Italy is famously the home of great food, glorious art—and lousy politics. I experienced all three a few weeks ago, as some Italian friends took me to see Monticchiello and Porano, two lovely medieval towns, one near Pienza in southern Tuscany, the other just a few minutes' drive from Orvieto, in Umbria. The fragile beauty of both is now threatened with destruction by speculative building which the relevant political powers have endorsed.
Tuscany and Umbria have so far managed to preserve their beautiful medieval hilltop towns from the kind of disfiguring modern construction which has wrecked most places in Italy south of Rome. New building developments have been rare, and have usually been discreetly hidden: towns such as Arezzo, Siena and Orvieto all have their share of hideous new developments, but they have not damaged the old centres or the wonderful views.
That policy is now about to change. Local councils in Tuscany and Umbria have agreed to a rash of very visible schemes. A housing estate has just gone up outside the walls of Monticchiello. It wrecks one of the most glorious vistas in Tuscany. Initiative Toscane, the company responsible for it, claims the estate will provide much-needed housing for locals, but the prices guarantee that it won't: the only people who will be able to afford to buy apartments will be rich people from outside the area. Comitati Toscani per la difesa del Territorio, a group formed to try to protect Tuscany's heritage, has compiled a map of new developments in Tuscany—and there are hundreds of sites under threat from speculative building of the ugliest kind.
In Umbria, it is the same story.

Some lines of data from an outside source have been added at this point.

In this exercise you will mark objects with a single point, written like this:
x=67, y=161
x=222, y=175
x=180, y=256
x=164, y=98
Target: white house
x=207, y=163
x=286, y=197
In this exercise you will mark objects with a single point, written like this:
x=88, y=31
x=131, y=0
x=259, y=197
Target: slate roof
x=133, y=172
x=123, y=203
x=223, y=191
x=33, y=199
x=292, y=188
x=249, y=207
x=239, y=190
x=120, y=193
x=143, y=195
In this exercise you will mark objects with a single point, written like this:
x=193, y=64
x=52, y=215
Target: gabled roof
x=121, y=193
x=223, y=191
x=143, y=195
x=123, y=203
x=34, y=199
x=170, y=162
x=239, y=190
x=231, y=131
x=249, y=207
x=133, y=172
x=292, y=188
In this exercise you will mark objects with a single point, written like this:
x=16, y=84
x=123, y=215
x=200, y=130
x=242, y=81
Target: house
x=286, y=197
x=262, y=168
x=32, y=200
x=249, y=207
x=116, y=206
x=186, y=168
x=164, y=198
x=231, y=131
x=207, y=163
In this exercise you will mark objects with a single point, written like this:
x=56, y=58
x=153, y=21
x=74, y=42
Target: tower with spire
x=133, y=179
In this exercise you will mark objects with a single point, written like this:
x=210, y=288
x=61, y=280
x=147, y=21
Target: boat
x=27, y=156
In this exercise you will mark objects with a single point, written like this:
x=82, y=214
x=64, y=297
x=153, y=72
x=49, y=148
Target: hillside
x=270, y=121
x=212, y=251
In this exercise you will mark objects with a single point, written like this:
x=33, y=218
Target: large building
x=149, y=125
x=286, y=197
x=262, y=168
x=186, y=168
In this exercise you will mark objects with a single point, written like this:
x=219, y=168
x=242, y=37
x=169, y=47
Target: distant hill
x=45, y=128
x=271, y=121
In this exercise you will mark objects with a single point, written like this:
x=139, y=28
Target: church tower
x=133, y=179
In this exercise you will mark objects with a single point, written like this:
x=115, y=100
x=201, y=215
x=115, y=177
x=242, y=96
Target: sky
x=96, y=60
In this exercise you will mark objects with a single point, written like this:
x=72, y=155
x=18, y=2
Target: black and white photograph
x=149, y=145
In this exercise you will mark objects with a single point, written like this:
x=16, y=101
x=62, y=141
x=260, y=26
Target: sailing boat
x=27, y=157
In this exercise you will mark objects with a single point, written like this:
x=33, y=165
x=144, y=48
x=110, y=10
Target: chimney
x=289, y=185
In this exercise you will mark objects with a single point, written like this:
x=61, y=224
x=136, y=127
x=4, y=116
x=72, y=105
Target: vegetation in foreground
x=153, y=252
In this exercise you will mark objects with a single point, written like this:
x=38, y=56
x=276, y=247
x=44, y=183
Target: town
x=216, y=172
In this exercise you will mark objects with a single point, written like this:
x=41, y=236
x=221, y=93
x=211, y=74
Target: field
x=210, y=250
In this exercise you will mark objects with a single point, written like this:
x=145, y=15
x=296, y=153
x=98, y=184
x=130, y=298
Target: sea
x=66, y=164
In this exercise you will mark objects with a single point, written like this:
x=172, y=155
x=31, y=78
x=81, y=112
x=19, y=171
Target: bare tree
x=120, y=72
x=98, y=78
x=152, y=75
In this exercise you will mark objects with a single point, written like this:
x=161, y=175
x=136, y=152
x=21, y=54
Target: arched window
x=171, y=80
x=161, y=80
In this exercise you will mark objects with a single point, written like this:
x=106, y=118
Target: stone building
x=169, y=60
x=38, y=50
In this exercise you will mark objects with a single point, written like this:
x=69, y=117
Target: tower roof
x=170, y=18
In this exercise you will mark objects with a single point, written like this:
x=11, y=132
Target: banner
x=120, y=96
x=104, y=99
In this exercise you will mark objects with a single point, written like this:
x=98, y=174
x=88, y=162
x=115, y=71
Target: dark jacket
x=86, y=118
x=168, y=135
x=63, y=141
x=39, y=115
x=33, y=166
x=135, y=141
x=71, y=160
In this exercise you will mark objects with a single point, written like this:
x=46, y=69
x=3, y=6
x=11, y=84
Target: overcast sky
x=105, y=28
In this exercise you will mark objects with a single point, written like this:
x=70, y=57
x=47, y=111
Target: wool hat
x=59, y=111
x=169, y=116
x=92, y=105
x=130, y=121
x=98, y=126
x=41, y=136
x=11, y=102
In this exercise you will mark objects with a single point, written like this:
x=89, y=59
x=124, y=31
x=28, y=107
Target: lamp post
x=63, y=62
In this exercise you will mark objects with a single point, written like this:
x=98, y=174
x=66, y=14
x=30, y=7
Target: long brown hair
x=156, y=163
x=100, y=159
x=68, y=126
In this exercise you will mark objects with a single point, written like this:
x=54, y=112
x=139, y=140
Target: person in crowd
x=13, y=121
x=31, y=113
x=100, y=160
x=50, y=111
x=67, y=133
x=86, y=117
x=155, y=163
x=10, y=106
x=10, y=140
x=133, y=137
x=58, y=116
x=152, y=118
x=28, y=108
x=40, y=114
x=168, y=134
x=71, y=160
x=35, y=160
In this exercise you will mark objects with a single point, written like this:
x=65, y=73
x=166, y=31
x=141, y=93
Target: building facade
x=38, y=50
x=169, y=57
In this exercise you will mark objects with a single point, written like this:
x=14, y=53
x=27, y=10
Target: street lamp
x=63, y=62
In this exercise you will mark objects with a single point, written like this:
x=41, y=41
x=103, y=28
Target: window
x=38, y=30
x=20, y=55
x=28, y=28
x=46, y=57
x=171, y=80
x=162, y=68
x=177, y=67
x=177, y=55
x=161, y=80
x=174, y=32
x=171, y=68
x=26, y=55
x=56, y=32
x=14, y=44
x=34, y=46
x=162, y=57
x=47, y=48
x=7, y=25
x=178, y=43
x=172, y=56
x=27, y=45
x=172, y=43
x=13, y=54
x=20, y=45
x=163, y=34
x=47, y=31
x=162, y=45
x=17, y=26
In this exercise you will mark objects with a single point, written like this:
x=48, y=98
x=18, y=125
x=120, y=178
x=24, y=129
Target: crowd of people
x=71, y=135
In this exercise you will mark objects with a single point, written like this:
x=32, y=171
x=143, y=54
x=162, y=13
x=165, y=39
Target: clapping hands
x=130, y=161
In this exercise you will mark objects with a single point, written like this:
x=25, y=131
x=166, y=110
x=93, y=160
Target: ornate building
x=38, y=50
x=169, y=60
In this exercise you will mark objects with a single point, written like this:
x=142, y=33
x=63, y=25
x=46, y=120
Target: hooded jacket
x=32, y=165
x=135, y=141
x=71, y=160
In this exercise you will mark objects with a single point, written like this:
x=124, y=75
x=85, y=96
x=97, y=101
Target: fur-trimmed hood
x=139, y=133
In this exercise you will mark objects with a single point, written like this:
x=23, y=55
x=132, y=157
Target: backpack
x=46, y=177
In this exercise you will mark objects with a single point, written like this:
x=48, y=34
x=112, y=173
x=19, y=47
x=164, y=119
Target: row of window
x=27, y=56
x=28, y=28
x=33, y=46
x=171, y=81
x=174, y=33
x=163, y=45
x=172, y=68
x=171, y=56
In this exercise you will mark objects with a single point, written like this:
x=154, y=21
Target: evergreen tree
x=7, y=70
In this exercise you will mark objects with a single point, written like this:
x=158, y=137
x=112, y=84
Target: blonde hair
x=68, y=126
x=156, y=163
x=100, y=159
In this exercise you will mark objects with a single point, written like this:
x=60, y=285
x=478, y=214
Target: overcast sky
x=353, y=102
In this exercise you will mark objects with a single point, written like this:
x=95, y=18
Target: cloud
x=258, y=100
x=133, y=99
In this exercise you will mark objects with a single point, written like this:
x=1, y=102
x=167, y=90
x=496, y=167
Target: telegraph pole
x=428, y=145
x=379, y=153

In Porano, near Orvieto, for example, a new development has been approved by the local authority, and construction appears inevitable. It involves building houses in the valley in front of the town, along with a road that will ensure that cars can whizz from the nearby Milan-Rome super-strada to the new homes.
Why have the relevant local authorities granted permission for this type of building? The obvious answer is money. But that cannot be the whole explanation, because the only people who will make any are the construction companies (although, this being Italy, there may be many others who get "a drink" out of the deals).
Furthermore, in the long term, speculative building of this sort will, by destroying the region's distinctive beauty, remove any reason tourists have for visiting it. But no one in power seems to be thinking about this. Instead, they appear obsessed with "modernisation"—ignoring the fact that the whole charm of the area consists in the fact that it has escaped "modernisation," at least insofar as this means replacing old buildings made from marble and clay bricks with concrete and steel houses.
The inhabitants of Monticchiello and Porano that I met expressed a sense of despair at their inability to have any influence at all on the decisions taken. Whatever local people say or do makes no difference, they say: the council simply ploughs on. There is a spectacular example of that attitude in Florence, where the mayor is putting a tram through the middle of the Piazza del Duomo, despite a poll of the city's inhabitants which showed that they were overwhelmingly against it.
We in Britain have no grounds for feeling superior. Photographic evidence indicates that up until 1950, many of our towns were full of architectural gems. Many were obliterated in the 20 years between 1950 and 1970, when our local authorities decided to rebuild the town centres around cars and shopping centres.
Now it seems that the Italians are following our model. New houses and buildings may well be necessary in Tuscany and Umbria—after decades of losing inhabitants, the success of tourism means the regions are finally attracting people back to settle permanently—but do they have to be made in the image of the hideous housing estates and shopping centres which have so disfigured British towns?
The local authorities in Italy appear to have accepted that they must. You can see how this happened. Few architects know how to integrate new constructions harmoniously with old ones. Across Europe and North America, the architecture profession has, since 1945, generally disdained the traditions of the past. The result is that architects are trained to build glass boxes, concrete towers and Lego-style houses. What they do not know how to do is to design new constructions that will fit in with medieval or Renaissance buildings. Which means that local authorities claim that the choice is ultra-modern, clashing buildings—or nothing.
They are wrong. There is a third option: sensitive construction which does not do violence to the monuments of the past which stand alongside it. That requires careful thought about how new designs will fit with older ones, a reversion to older building materials, and a repudiation of some of the dogmas of today's architecture.